Naso arcigno sulle prime, poi si apre su note di frutti di mare e di salvia che fanno da contrappunto a un bel profumo di fiori gialli; le leggere note dolci di zucchero a velo e vaniglia non intaccano l’integrità dell’insieme.
In bocca è condotto da un’acidità vibrante e continua; la fibra tesa e consistente ha un’ottima presa sulla lingua e si allunga con un finale agrumato e decisamente sapido; a bicchiere vuoto esibisce una bella nota di iodio.

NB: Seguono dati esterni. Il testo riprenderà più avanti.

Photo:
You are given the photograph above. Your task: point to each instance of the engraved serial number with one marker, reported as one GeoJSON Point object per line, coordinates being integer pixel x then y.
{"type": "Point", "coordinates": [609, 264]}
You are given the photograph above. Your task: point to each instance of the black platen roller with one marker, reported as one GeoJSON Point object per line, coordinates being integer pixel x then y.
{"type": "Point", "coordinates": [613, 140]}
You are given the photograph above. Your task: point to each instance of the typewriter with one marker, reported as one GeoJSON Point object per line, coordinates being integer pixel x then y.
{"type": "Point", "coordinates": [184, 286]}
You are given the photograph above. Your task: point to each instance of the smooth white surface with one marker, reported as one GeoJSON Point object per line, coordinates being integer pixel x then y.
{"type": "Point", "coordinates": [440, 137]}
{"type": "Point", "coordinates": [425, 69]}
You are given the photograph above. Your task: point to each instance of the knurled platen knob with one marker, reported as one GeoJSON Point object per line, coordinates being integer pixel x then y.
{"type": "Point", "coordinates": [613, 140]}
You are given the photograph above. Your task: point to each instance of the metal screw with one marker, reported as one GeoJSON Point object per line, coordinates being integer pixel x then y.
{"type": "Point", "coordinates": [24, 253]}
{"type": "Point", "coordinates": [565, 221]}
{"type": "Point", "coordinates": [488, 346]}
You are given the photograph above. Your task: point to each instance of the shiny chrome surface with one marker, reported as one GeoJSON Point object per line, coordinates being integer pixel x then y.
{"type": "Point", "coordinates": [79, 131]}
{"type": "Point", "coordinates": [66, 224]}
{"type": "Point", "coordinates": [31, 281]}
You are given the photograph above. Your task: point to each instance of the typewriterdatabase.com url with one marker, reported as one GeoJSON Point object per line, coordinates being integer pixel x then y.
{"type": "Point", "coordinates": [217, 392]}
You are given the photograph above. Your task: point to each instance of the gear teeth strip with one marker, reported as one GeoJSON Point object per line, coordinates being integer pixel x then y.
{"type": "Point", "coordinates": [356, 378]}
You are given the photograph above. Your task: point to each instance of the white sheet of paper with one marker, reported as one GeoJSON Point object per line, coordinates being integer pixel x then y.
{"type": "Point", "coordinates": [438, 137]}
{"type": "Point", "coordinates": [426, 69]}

+ Dinamico, aperto e generoso; l’acidità abbondante fornita dall’annata si pone al servizio della bevibilità, dà respiro al vino sostenendo uno sviluppo disteso che lascia ben sperare per la sua evoluzione.

2011
Giallo paglierino intenso con riflessi dorati.
Naso di immediata energia e complessità che alterna i classici profumi vegetali, un timbro dolce di note tostate e sentori di lieviti.
In bocca ha volume e gradualità espressiva anche se si avverte una contesa ancora irrisolta, una mancanza di fusione tra la componente fruttata e quella speziata; il finale è caratterizzato da un’evidente e tipica sfumatura vegetale.
+/- Proviene da una vendemmia segnata da un’estate breve e molto calda, che marca un gap di acidità in confronto al precedente. In bottiglia solo da quattro mesi, è un vino che sta lavorando alacremente e non è ancora ben decifrabile, anche se dimostra in bocca un tessuto spesso e verace. A distanza di giorni la nota tostata si è fatta più pronunciata.
È la prima annata dell’Offida Pecorino Docg.